Has anyone heard any news related to the release of the capability to watch Amazon Prime in UHD? Would be a shame it's not released soon because right now, it's Roamio: Watch Netflix and YouTube in 4K Edition!


----------



## aaronwt (Jan 31, 2002)

Africanlivedit said:


> When I bought the Roamio at launch date, I was told by TiVo that support for Amazon 4K is around the corner and should be released soon.
> 
> However, with the new Fall 2015 update, the capability is still missing.
> 
> Has anyone heard any news related to the release of the capability to watch Amazon Prime in UHD? Would be a shame it's not released soon because right now, it's Roamio: Watch Netflix and YouTube in 4K Edition!


The Roamio is only capable of a 2K output.
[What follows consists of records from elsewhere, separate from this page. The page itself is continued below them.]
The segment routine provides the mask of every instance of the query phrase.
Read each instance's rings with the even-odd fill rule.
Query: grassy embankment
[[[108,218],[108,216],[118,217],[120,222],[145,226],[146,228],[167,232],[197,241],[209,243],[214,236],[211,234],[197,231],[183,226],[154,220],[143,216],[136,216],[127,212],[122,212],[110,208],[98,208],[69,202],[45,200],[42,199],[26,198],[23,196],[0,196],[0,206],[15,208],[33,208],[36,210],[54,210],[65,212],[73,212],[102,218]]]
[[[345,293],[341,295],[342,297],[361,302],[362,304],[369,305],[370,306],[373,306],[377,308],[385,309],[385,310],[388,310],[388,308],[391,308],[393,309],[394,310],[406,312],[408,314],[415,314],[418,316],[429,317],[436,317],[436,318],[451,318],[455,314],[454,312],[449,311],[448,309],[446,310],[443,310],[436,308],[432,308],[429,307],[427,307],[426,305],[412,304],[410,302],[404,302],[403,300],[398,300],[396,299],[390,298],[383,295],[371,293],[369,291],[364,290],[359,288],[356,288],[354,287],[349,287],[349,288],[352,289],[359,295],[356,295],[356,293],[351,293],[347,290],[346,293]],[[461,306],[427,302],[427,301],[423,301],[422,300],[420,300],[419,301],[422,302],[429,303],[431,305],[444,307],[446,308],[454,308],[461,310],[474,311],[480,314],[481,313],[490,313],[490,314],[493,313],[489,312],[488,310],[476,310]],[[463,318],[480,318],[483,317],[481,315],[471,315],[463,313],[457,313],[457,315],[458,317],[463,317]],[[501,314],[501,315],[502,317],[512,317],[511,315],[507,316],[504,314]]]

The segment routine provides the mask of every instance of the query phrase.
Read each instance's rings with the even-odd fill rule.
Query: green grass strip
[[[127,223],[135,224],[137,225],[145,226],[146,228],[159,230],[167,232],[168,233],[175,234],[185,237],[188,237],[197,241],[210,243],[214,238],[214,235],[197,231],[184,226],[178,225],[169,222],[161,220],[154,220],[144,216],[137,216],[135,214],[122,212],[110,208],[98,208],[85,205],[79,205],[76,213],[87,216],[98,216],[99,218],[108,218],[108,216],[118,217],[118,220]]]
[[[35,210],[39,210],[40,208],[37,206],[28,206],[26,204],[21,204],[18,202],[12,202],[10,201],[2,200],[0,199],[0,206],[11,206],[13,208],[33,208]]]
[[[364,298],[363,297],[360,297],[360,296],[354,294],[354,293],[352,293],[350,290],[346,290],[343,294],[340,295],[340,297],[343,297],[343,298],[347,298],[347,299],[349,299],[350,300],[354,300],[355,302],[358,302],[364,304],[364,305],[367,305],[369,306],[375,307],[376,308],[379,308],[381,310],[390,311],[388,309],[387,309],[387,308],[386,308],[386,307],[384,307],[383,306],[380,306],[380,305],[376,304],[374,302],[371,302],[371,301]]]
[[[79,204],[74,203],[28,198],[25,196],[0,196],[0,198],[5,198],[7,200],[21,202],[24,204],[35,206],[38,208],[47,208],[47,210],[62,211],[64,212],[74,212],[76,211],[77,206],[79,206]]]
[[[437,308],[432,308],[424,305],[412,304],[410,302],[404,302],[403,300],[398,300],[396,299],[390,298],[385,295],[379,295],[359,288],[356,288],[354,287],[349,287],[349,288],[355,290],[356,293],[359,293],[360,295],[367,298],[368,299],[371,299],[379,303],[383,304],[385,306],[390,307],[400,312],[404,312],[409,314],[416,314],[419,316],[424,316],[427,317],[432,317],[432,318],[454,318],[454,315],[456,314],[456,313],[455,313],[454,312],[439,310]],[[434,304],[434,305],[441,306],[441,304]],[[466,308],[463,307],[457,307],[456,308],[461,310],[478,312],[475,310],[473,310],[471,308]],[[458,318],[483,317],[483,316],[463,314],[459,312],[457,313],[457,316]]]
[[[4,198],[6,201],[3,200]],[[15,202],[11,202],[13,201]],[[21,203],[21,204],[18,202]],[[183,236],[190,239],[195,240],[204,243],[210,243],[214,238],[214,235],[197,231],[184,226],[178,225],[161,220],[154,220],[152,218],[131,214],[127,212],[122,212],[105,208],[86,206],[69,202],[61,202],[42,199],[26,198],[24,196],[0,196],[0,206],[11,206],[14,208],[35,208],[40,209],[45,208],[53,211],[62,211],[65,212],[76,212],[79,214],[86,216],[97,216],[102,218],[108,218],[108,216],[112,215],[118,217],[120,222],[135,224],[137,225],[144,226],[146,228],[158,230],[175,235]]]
You need to be using a Bolt to have 4K output. Although the Bolt Amazon app is still limited to streaming the 2K encodes.


----------



## Africanlivedit (Apr 30, 2014)

Dohhhhhhhhhhhhhhhhhhhhh!!

Brain fart. I read the Roamio as the Bolt! LOL


----------



## Africanlivedit (Apr 30, 2014)

bump!


----------



## SlickVik (Nov 30, 2011)

Come on Tivo this shouldn't take this long.. Roku 4, Amazon Fire 2 all have this out the gate!


----------



## jrtroo (Feb 4, 2008)

SlickVik said:


> Come on Tivo this shouldn't take this long.. Roku 4, Amazon Fire 2 all have this out the gate!


Tivo does not write the apps for other parties. Contact Amazon.


----------



## Africanlivedit (Apr 30, 2014)

jrtroo said:


> Tivo does not write the apps for other parties. Contact Amazon.


Actually, when I bought the Bolt, TiVo said they expect to have the app out VERY SOON.


----------



## NashGuy (May 2, 2015)

I'm hoping that while Amazon is working on an update to their TiVo app to allow for UHD streaming on Bolt that they also incorporate support for their new Prime add-on subscription services (Showtime, Starz, etc.) and that the update gets rolled out to Roamios too. And adding their 10 second skip back and forward controls (which lots of other devices have) would be awesome too.

You can reach Amazon with any feedback/requests for their TiVo app by emailing:
[email protected]


----------



## Africanlivedit (Apr 30, 2014)

The bump.

Again, I was told by Amazon that we should see Amazon Prime 4K support before the end of year ... yet, crickets?


----------



## aaronwt (Jan 31, 2002)

Africanlivedit said:


> The bump.
> 
> Again, I was told by Amazon that we should see Amazon Prime 4K support before the end of year ... yet, crickets?


Still a week left. Although I've been using my Sony 4K TV for Amazon content lately because of the access to the HDR UHD encodes.


----------



## mikeyts (Jul 10, 2004)

Well, the year ended and still no UHD AIV. Anyone have any new estimate or educated guess as to when it'll show up?


----------



## BigJimOutlaw (Mar 21, 2004)

We've got nothing. But pretty sure it's generally a "sooner rather than later" thing.


----------



## Africanlivedit (Apr 30, 2014)

I would love to hear some sort of news? I was told by the TiVo rep who sold me the Bolt that Amazon Prime's app would be supporting/outputting UHD by the end of the year, if not closer ... and yet, *crickets* from TiVo.


----------



## ilovedvrs (Oct 21, 2004)

Where is 4k.....


----------



## Africanlivedit (Apr 30, 2014)

Bump!


----------



## aaronwt (Jan 31, 2002)

Will the Bolt support HDR whenever 4k from amazon is implemented?


----------



## BigJimOutlaw (Mar 21, 2004)

Marget mentioned on twitter that the HDMI 2.0 port can be updated to 2.0a (HDR).


----------



## SomeRandomIdiot (Jan 7, 2016)

BigJimOutlaw said:


> Marget mentioned on twitter that the HDMI 2.0 port can be updated to 2.0a (HDR).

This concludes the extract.